His mother had been wrong, thinking he had gone right away. He and his gang of truants from school were camping in an empty house on the edge of their town, and from there made forays, shoplifting, breaking into shops at night, and at weekends went to nearby towns to hang about the streets with the local youths, hoping for a fight and some fun. Ben was their leader because he was so strong, and stood up for them. So they thought, but really the reason was that inwardly he was mature, he was a grown man, more of a parent, whereas they were still children.
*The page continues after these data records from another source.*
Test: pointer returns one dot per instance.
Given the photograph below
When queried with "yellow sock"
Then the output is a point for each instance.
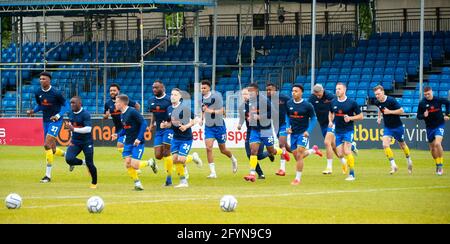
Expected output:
(189, 159)
(49, 156)
(350, 161)
(406, 151)
(168, 164)
(143, 164)
(60, 152)
(389, 153)
(279, 151)
(253, 162)
(132, 173)
(180, 170)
One by one they were caught, sent to borstal, or returned to parents and school. One evening he was standing on the edge of a crowd of fighting youngsters — he did not fight, he was afraid of his strength, his rage — and he realised he was alone, without companions. For a while he was one of a gang of much older youths, but he did not dominate them as he had the young ones. They forced him to steal for them, made fun of him, jeered at his posh accent. He left them and drifted down to the West Country where he fell in with a motorbike gang, which was engaged in warfare with a rival gang. He longed to drive a motorcycle, but could not get the hang of it. But it was enough to be near them, these machines, he loved them so. The gang used him to guard their bikes when they went into a caff, or a pub. They gave him food, and even a little money sometimes. One night the rival gang found him standing over half a dozen machines, beat him up, twelve to one, and left him bleeding. His own gang returned to find a couple of their machines gone, and were ready to beat him up again but found this apparently slow stupid oaf transformed into a whirling screaming fighting madman. He nearly killed one of them. Setting on him all together they subdued him, no bones broken, but again, he was bleeding and sick. He was taken into a pub by a girl who worked there. She washed him down, sat him in a corner, gave him something to eat, talked him into sense again. He was quiet at last, dazed perhaps.